8Procès d’intention ? Non, expérience directe et vécue d’une dizaine de télévisions nationales arabes aussi banales et anesthésiantes les unes que les autres3. L’image que l’on y donne de la culture arabe n’est certainement pas le digne reflet de ce que cette culture a produit avant l’ère télévisionnelle. L’on pourra, certes, nous rétorquer qu’un feuilleton produit et réalisé à Tunis et diffusé simultanément à Rabat, Damas et Assouan serait, en tout état de cause, plus proche du citoyen arabe que « Dallas », « Chapeau melon et bottes de cuir », etc. Peut-être. Toutefois, pour avoir goûté aux plaisirs de maints et maints feuilletons « arabes », nous pouvons affirmer que le modèle culturel diffusé dans la plupart de ces productions reste largement un sous-produit de cette civilisation uniforme et nivelée (par le bas) que les différentes télévisions nous proposent et nous imposent.
9Si, comme nous en sommes convaincus, une télévision ne constitue que l’image qu’a un Etat de sa société, il reste encore beaucoup à faire — au niveau national — pour que l’image qu’ont les Etats arabes de leurs citoyens respectifs change profondément. Le satellite des Etats arabes ne pourra ni ajouter ni retrancher à l’acuité de ce problème. L’acquisition de ce satellite ne constitue, en soi, ni un progrès ni une émancipation. Reste à élever le contenu de l’image que l’Arabe se fait de lui-même ; reste à corriger l’image que l’Arabe se fait des autres (particulièrement des Occidentaux) ; reste à libérer le citoyen arabe des multiples et diverses contraintes qui pèsent sur lui. Or celle de l’Etat n’est pas la moindre.

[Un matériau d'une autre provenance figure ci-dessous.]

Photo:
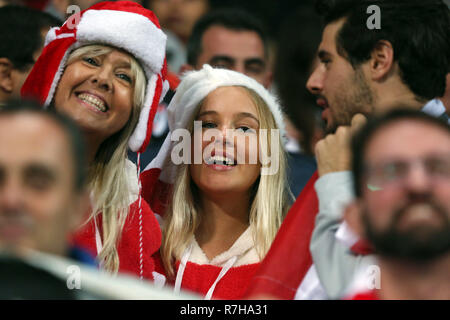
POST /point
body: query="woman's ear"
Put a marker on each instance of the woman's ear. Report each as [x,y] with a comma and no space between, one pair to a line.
[6,80]
[382,60]
[353,217]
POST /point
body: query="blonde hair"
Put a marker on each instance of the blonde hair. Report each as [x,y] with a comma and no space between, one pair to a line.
[269,201]
[108,179]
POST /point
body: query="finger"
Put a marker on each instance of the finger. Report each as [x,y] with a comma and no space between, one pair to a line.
[358,121]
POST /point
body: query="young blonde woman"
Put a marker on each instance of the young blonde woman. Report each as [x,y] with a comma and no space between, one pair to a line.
[224,209]
[106,70]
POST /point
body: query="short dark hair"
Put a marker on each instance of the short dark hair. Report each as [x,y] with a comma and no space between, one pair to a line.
[418,31]
[70,128]
[362,138]
[20,33]
[297,41]
[230,18]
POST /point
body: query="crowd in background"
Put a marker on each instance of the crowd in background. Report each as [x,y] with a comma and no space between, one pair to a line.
[363,173]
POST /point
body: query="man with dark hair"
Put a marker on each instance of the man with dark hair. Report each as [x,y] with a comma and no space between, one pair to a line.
[43,199]
[402,204]
[368,71]
[363,70]
[22,37]
[233,39]
[42,179]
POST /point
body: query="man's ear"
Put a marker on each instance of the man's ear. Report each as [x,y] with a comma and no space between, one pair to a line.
[185,67]
[6,82]
[382,60]
[353,217]
[268,79]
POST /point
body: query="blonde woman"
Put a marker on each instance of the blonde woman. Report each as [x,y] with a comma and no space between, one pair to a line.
[107,72]
[225,209]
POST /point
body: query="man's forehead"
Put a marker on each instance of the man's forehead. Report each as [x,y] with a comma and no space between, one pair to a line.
[408,138]
[328,43]
[33,136]
[219,40]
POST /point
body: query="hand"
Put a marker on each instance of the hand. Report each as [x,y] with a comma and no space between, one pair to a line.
[333,152]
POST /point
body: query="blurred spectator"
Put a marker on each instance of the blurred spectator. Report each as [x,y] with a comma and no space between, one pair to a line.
[43,199]
[298,40]
[21,42]
[8,2]
[42,177]
[233,39]
[177,18]
[58,8]
[401,170]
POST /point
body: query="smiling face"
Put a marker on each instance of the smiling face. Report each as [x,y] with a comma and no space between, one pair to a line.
[39,204]
[228,108]
[97,92]
[341,90]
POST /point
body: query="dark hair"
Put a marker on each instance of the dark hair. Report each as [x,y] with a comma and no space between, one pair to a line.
[70,128]
[362,138]
[20,34]
[230,18]
[298,40]
[418,31]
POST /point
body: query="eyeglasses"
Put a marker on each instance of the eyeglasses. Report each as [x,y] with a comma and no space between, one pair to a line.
[391,172]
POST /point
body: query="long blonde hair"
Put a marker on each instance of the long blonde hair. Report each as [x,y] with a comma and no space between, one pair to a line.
[108,179]
[269,201]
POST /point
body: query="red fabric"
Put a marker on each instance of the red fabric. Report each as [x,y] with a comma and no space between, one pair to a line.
[39,81]
[155,191]
[173,79]
[36,4]
[128,244]
[289,258]
[368,295]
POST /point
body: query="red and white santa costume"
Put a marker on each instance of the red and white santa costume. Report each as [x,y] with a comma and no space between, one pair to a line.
[227,275]
[130,27]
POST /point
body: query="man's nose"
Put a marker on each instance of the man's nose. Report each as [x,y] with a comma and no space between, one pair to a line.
[11,195]
[102,78]
[315,81]
[418,179]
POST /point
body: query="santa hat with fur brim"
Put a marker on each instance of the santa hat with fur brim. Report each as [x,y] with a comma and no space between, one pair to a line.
[122,24]
[158,177]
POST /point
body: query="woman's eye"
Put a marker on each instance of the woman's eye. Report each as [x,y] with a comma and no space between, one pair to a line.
[208,125]
[91,61]
[125,77]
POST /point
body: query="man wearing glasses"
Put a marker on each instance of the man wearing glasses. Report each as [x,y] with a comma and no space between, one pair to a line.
[401,170]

10Faire fonctionner ce satellite ne constituera qu’un acte technique et mimétique. L’acte culturel consistera à maîtriser le contenu et le sens du message véhiculé par ce moyen technique. Ce message ne devrait-il pas être, au-delà de tous les discours sur le « développement », l’émancipation de l’être humain ? C’est dans ce sens — et seulement dans ce sens — que le satellite « arabe » pourrait être utile. Or, cela ne peut être la tâche des Etats et des organismes inter-gouvernementaux seulement. Les citoyens arabes, les opinions publiques arabes, les associations civiles arabes devraient y prendre part.
11Emanciper le citoyen arabe ? Oui. Et une « télévision communautaire » pourrait y contribuer. A condition toutefois de ne pas feindre de croire que la juxtaposition d’une vingtaine de télévisions nationales bâillonnées pourra accoucher miraculeusement d’une télévision communautaire émancipée et émancipatrice.
12Au-delà des questions techniques et financières que M. Chakroun a fort bien exposées, c’est ce problème primordial qui nous préoccupe.
Notes de bas de page
1 Pour le satellite « arabe », ce sont la France (SNIAS) et les Etats-Unis d’Amérique (Ford-Aerospace) qui sont concernés.
2 Les trois satellites coûteraient 135 millions de dollars, et l’opération de lancement coûterait 50 millions de dollars. Ce sont donc des sommes énormes !
3 Pas plus ni moins que leurs sœurs occidentales.